Apple subsequently announced that through most of 2018, it would offer battery replacements at a discounted price (US$29, $50 cheaper than the normal cost for an out-of-warranty battery replacement) for existing iPhone models. The iOS 11.3 update would add a "Battery health" area to the system settings menu, allowing users to view the effective capacity of their device's battery, whether "performance management" had been enabled in order to preserve battery health and stability, and suggests when a battery replacement should be obtained. In January 2019, Apple CEO Tim Cook stated in a shareholder letter that over 11 million battery replacements had been made under the discount program.

The iPhone 12 and 12 Pro gained controversy in 2020 when it was discovered by iFixit and Australian tech YouTuber Hugh Jeffreys that a number of key components such as the cameras malfunction or display warnings if they are replaced with new ones or those taken from an otherwise identical donor unit. Internal Apple documents also mention that, beginning with the iPhone 12 and subsequent models, authorized technicians would have to run the phones through an internal System Configuration tool to reprogram repaired units in order to account for hardware changes. While Apple has yet to comment on the issue, the inability to replace key system components have raised concerns about right to repair and planned obsolescence.

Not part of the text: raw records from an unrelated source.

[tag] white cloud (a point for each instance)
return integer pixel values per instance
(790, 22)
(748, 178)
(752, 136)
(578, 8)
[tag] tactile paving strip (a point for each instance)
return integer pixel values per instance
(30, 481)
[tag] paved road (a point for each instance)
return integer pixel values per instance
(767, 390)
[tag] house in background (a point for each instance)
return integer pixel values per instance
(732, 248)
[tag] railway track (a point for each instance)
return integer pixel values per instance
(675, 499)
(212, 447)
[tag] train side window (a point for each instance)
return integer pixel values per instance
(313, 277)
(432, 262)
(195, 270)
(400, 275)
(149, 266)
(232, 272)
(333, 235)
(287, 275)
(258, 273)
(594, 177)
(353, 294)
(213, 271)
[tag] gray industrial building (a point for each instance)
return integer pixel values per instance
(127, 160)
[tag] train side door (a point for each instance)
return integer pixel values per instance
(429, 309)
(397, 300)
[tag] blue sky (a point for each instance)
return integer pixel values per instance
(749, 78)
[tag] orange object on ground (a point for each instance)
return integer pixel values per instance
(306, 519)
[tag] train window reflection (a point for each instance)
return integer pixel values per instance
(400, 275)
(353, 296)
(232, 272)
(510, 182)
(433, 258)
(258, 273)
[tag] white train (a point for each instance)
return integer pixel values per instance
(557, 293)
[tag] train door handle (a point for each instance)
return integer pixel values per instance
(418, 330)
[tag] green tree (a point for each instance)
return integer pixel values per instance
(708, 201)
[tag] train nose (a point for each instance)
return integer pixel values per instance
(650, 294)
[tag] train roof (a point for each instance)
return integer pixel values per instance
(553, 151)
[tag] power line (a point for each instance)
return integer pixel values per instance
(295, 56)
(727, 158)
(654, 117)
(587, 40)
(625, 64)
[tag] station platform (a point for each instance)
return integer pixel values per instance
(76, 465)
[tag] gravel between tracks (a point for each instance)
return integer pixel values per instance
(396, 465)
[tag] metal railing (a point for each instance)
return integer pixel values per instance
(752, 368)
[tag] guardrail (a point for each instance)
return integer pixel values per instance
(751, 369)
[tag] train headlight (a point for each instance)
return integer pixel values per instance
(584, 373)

== Criticism by Greenpeace ==

Greenpeace has criticized Apple for having products that they saw as unfriendly to the environment. In 2007, Greenpeace wrote an article explaining the hazardous materials that have been found in the iPhone, such as vinyl (PVC) plastic with phthalates, along with brominated compounds. Greenpeace also mentions in a different article from 2004 that Apple had refused to take the step of phasing out toxic chemicals in all of their products. They argued that Sony was removing toxins from their TVs, and that Samsung, Nokia, and Puma had also announced to phase out toxic chemicals in all of their products, yet Apple was not playing their part in the issue.

Because of Greenpeace's concern, they published a ranking guide in 2006 to improve policies and practices regarding the process of "going green". Greenpeace reached out to Apple's fans and consumers in attempt to gain the attention of Steve Jobs in September 2006. In order to do this, they launched a "Green my Apple" website that was designed to look like Apple's site. The caption on the site was, "I love my Mac. I just wish it came in green." They called this the "Green my Apple" campaign. Ultimately, their campaign was successful. Steve Jobs spoke of the company's desire to become greener in 2007.

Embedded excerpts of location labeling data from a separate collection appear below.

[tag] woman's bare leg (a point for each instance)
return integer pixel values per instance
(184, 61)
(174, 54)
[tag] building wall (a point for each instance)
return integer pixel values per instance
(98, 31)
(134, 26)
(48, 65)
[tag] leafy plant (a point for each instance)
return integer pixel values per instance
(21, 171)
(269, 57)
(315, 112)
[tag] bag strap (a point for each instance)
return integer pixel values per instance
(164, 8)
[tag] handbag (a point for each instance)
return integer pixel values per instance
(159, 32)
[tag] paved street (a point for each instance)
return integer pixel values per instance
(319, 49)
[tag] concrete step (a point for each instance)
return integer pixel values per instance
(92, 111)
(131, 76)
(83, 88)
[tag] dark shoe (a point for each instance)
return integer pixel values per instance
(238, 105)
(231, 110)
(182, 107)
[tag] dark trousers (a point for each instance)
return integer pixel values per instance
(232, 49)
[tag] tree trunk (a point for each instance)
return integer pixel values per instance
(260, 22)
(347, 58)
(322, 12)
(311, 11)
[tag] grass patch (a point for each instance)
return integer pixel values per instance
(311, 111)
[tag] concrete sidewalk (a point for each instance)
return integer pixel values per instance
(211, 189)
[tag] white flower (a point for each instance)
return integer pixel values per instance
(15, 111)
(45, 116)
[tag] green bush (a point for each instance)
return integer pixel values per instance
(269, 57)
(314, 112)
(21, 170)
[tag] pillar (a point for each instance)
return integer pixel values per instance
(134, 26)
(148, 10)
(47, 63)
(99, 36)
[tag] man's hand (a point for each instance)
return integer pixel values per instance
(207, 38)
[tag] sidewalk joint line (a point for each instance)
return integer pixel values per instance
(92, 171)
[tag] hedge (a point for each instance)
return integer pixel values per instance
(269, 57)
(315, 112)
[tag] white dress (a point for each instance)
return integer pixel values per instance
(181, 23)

Much later, in November 2012, Greenpeace created a ranking of companies in their progression toward greener products and waste management Apple moved up to number six (out of sixteen), just behind Dell. Number one was Wipro, and number sixteen was RIM. Apple scored a six due to the company's lack of transparency on GHG emission reporting, clean energy advocacy, further information on its management of toxic chemicals, and details on post-consumer recycled plastic use. Despite that Apple lost points on Greenpeace's e-waste criteria, Apple exceeded its 70% goal of global recycling in 2010. Greenpeace argues that the company can increase its score by setting an ambitious goal for boosting its renewable energy use by 2020. Apple also did not plan to phase out antimony or beryllium in their products, but overall, score well on the product criteria. For example, the MacBook Pro has been known for easy recycling.

Apple has been making progress since 2006 regarding greener tactics and products. Presently in 2013, Apple states that they achieve to power every Apple facility with energy from renewable sources. They have already achieved this goal at facilities in Austin, Cork, Munich, and at the Infinite Loop campus in Cupertino. Currently, Apple's corporate facilities worldwide are at 75% renewable energy.